Of course hubby did the same thing about a month later and someone stole all our money.
(we’d be going through a difficult time emotionally and so were a bit absent-minded at the time)
I found 100 dollars stuck in the snow/ice once on my way back from class. It was in front of an apartment complex, so I called the apartment complex owner and mentioned that I had found the money. They called back stunned, and they had a report from one of their tenants who had been robbed of a lot of stuff (and that money).
I knew my wife had slept with a certain guy when she was out of town, so I asked her if she had anything to confess to me. She admitted sleeping with a different guy! When I told her what I expected her to admit, she said, “Oh, yeah, him too”.
@evelyns_pet_zebra Are you talking smack about me?
Some years back a friend went through a horribly angry and contentious divorce. He treated the first wife very poorly and was to blame for the demise of their marriage. He remarried and went on to have 3 children with the new wife.
Recently, he died in an accident. His wife and three children have been struggling financially as he was a notoriously bad handler of money. In the mail recently his wife received a check for well over $400,000. It seems he had a life insurance policy on which the beneficiary was never changed. His ex-wife had heard of his new wifes struggle and thought it best to send her the money. Perhaps not an act of honesty per se; but certainly amazing.
I was walking through the local mall once when it was quite busy and saw a fifty dollar note fall to the ground. I assumed it came from the man walking in front of me, so I picked it up and asked him. He could easily have said yes thankyou that’s mine, but he was honest and said no it wasn’t his, try the lady in front. So I caught up to her and asked and she said yes it was thankyou very much. She might have been lying, but at least the man was honest.
My husband also lost a wallet with about a thousand dollars cash in it in a Home Depot parking lot. For about a month we considered it lost, until we received a phone call. We went to retrieve it and it was in a very low income part of town. All the money was there. We gave her a couple hundred dollars as a reward. We often wondered if the people had fallen on hard times and borrowed the money then called us when the had time to replace it. I was so impressed because that money could have been life changing for that family.
@ru2bz46 oh no, it is pure coincidence that your avatar ended up in my euphemism. I’ve never been stalked by a beaver before, good thing I don’t have a wooden leg.
My penis is tiny.
now you all have to change your answers
@Simone_De_Beauvoir I suppose I’d want to perform an evaluation using pictorial evidence or just ask your wife, lol
I used to be a member of the Honor Council, and I’ve seen a lot.
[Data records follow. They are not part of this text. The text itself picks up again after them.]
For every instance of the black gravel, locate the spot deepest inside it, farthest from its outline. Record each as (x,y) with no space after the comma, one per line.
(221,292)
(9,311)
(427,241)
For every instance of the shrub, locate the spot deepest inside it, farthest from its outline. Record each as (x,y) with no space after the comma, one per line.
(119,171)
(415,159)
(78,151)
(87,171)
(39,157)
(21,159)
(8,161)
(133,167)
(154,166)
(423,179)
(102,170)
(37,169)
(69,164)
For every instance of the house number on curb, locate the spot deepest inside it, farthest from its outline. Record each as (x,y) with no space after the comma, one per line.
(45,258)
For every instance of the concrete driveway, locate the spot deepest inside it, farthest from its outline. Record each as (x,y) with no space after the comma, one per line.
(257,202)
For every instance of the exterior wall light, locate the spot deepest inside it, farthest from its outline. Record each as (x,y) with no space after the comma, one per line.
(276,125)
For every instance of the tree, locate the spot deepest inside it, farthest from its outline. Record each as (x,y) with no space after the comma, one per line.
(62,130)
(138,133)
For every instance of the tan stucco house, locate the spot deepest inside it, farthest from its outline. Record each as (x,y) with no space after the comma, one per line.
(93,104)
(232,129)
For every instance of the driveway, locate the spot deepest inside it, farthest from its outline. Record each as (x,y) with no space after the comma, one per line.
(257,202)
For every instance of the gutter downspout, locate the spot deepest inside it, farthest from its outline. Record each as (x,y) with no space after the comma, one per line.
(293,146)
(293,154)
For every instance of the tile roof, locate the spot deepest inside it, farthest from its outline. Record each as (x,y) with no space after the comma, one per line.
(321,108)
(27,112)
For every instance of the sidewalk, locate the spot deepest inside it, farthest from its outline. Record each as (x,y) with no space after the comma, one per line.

I’ve seen so many students turn themselves in for cheating on papers, quizzes, exams, you name it, when no one knew, and in many cases, no one could have even could have possibly found out if they hadn’t come forward.
the other day when i was at the store, the cashier gave the guy in front of me one penny more than he was actually supposed to so the guy told the cashier what he did and he thanked him for it. pretty stupid if you ask me though, i mean who cares about a stupid penny?